Meta announced the release of Code Llama, its new AI tool for coding.
Code Llama is a fine-tuned version of Meta’s Llama 2 LLM, which has been trained to write and document code. The new tool takes natural language descriptions and turns them into code. It can also debug, explain, and document code that is supplied as input.
This is a great tool if you’re just learning to code, but it’s software engineers who will benefit most from Code Llama.
With Code Llama you can ask it to “Write a function in Python to calculate the first 100 prime numbers,” and it’ll generate the code for you.
Tools like ChatGPT can already write code but Code Llama has a number of features that arguably may make it a better coding tool.
ChatGPT has a context window of between 4,000 and 8,000 tokens, whereas Code Llama can handle up to 100,000 tokens of context. The first obvious benefit of having a bigger context window is that it can write substantially longer code.
The more exciting prospect is being able to input a huge chunk of code and then have Code Llama debug it for you. If you wanted to use ChatGPT to do that, you’d have to debug small pieces at a time.
Today we’re releasing Code Llama, a large language model built on top of Llama 2, fine-tuned for coding & state-of-the-art for publicly available coding tools.
Keeping with our open approach, Code Llama is publicly-available now for both research & commercial use.
— Meta AI (@MetaAI) August 24, 2023
Meta has released 3 sizes of Code Llama with 7B, 13B, and 34B parameters respectively.

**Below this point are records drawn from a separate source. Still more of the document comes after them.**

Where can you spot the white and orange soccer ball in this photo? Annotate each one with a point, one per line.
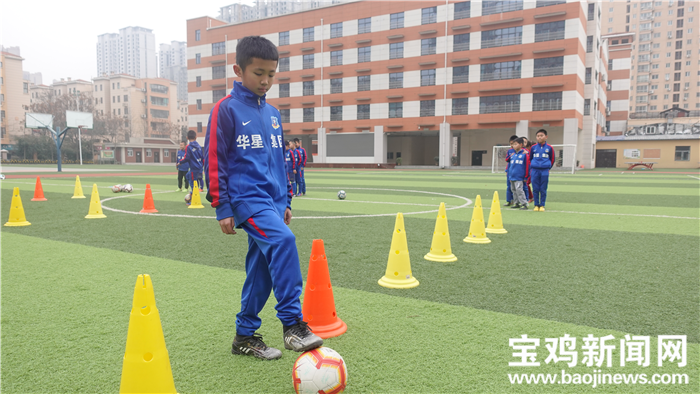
(320, 370)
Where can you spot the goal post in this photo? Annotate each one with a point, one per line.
(565, 158)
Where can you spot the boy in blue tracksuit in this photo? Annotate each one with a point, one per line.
(301, 159)
(518, 172)
(541, 161)
(509, 193)
(182, 168)
(290, 164)
(193, 157)
(248, 186)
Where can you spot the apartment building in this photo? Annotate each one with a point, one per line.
(14, 99)
(370, 82)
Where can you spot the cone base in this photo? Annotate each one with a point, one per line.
(475, 240)
(440, 258)
(17, 224)
(96, 216)
(335, 329)
(398, 283)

The smaller models run faster, with less processing power required, but are less powerful than the 34B model.
The two smaller models have also been trained with fill-in-the-middle (FIM) capability. This allows a programmer to enter existing code and have Code Llama handle code completion tasks.

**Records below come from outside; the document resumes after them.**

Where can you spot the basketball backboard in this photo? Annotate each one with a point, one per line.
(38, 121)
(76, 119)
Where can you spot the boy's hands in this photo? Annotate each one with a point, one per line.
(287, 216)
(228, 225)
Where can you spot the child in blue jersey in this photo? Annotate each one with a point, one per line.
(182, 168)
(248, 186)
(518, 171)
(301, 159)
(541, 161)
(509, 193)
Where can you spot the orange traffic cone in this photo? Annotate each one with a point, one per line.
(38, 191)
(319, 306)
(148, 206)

In addition to the baseline models that support multiple languages, Meta released two versions specifically trained on Python and Instruct.
Is Code Llama any good?
Meta performed its own benchmarking tests and found that Code Llama “performed better than open-source, code-specific LLMs and outperformed Llama 2.”
Here’s the benchmark table showing how Code Llama compares to other models.
GPT-4 is still in front by some distance but it’s a huge model, and it isn’t free. Code Llama is free and the 7B version could run on your local machine.
Using GPT-4 requires your code to be sent through OpenAI’s servers and for a lot of companies that represents a huge risk to their intellectual property.
With Code Llama running on local servers, there’s no risk of private company data being leaked or used to train other models.
In addition to the released models, the Code Llama research paper referenced a model called “Unnatural Code Llama”. It scored 62.2% on the HumanEval benchmark, which is really close to GPT-4’s 67%.
There’s no word on when that model will be released, but that kind of performance blows Google’s PaLM Coder out of the water and will even make GPT-4 a tough sell.